Here we first import vuex from node_modules, then create a new instance of vuex, after that we use ES6 features to export it as a module. Now we need to import this store in main.js.

import Vue from 'vue'
import store from './store'
new Vue({
  store,
  render: h => h(App)
}).$mount('#app')

Step2: Think carefully about what to put in the state management system

Almost all websites have login function, user login info needs to be shared from different components to do their functionality.in that case, I think store user information like user profile, user id, user token is a good practice.

state: {
  profile: Cookies.get('profile'),
  uid: Cookies.get('uid'),
  token: Cookies.get('token')
}

Step3: Write getters and mutations

Since a Vuex store’s state is made reactive by Vue, when we mutate the state, Vue components observing the state will update automatically. This also means Vuex mutations are subject to the same reactivity caveats when working with plain Vue.

But remember that when you add new properties to an Object, replace the old state will not notify vue to re-render data. In that case, you are supposed to use Vue.set(obj, 'newProp', 123).

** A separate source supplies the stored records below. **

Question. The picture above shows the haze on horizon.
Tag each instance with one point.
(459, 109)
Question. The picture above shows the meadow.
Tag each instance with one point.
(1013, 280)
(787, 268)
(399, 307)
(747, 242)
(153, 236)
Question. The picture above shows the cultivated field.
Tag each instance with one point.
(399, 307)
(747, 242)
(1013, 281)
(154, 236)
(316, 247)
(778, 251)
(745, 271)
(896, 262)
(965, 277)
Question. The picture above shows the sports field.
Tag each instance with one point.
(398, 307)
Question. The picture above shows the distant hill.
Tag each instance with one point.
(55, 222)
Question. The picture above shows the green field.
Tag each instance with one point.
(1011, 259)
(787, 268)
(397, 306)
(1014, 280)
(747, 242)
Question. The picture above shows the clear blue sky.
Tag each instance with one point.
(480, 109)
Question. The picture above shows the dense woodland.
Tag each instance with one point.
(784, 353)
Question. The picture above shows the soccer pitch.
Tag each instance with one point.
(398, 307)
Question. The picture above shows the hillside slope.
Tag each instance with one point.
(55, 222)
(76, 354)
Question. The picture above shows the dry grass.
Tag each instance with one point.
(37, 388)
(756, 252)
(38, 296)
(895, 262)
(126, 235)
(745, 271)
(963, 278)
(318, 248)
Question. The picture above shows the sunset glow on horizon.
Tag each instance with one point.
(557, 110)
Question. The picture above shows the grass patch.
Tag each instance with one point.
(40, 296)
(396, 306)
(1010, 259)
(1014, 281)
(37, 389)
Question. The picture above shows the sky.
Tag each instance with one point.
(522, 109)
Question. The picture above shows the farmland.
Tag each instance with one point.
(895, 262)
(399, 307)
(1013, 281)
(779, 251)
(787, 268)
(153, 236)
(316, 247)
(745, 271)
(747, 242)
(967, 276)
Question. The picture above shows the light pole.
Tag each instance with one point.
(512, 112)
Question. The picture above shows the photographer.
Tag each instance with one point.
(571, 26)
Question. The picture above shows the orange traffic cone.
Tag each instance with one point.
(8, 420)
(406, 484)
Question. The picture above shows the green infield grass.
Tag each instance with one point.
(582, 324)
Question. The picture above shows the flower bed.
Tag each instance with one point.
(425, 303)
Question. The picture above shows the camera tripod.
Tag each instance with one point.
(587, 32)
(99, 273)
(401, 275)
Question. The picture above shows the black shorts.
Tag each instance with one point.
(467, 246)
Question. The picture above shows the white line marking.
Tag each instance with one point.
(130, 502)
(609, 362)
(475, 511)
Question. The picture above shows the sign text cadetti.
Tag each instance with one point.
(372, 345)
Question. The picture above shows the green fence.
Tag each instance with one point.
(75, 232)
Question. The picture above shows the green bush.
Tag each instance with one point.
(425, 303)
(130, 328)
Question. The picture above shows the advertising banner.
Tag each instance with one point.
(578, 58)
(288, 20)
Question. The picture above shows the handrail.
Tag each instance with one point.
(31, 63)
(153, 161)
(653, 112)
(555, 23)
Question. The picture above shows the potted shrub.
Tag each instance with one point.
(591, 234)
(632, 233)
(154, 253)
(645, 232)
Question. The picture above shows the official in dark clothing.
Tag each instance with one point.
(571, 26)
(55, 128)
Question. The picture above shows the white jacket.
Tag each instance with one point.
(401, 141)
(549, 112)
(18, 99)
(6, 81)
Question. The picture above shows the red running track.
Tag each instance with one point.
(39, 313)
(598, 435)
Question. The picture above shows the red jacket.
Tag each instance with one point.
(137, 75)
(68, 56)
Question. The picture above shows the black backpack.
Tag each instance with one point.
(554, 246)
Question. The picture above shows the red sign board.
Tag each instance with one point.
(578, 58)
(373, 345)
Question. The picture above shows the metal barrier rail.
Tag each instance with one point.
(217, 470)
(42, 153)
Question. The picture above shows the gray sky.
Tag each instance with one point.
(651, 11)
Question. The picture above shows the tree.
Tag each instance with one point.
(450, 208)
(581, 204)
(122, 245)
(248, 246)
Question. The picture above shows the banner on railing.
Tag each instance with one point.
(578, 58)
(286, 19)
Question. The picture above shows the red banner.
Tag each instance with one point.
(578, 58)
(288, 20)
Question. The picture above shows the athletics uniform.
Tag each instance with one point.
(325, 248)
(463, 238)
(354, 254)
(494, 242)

Besides that, getters and mutations are easy to write, here we just sync uid and token with the cookie. Here I use the browser’s cookie so that the user will not need to re-login after refreshing the page.

getters: {
  profile: state => state.profile,
  uid: state => state.uid,
  token: state => state.token
},
mutations: {
  SET_TOKEN: (state, token) => {
      state.token = token
      Cookies.set('token', token);
  },
  SET_PROFILE: (state, profile) => {
      state.profile = profile
      Cookies.set('profile', profile);
  },
  SET_UID: (state, uid) => {
      state.uid = uid
      Cookies.set('uid', uid);
  }
}

Step4: Write actions

last but not least, we need to write actions to call mutations, we can use Axios to asynchronously fetch data from the remote server.

actions: {
    login({ commit }, userInfo) {
        const { phone, smscode } = userInfo
        return new Promise((resolve, reject) => {
            axios.post({
                url: "/user/login",
                data: {
                    thirdtype: "phone",
                    thirdid: phone,
                    smscode: smscode
                }
            }).then(response => {
                const { data } = response
                commit('SET_UID', data.uid)
                commit('SET_TOKEN', data.token)
                commit('SET_PROFILE', data.profile)
                resolve(response)
            }).catch(error => {
                reject(error)
            })
        })
    },
}

Learning resources which may be helpful

  1. Vuex official documentation: Official documentation is always the first material I want to see.
  2. awesome-vue: A curated list of awesome things related to Vue.js.
  3. Vue element admin: A production-ready front-end solution for admin interfaces. It is based on vue and uses the UI Toolkit element-ui.

Conclusion

With this, you have learned the necessary concepts of vuex, you can now start exploring the advanced features of this state management system. Remember "Non sunt multiplicanda entia sine necessitate", if your project is not large enough to introduce a state management tool, then don’t overuse it.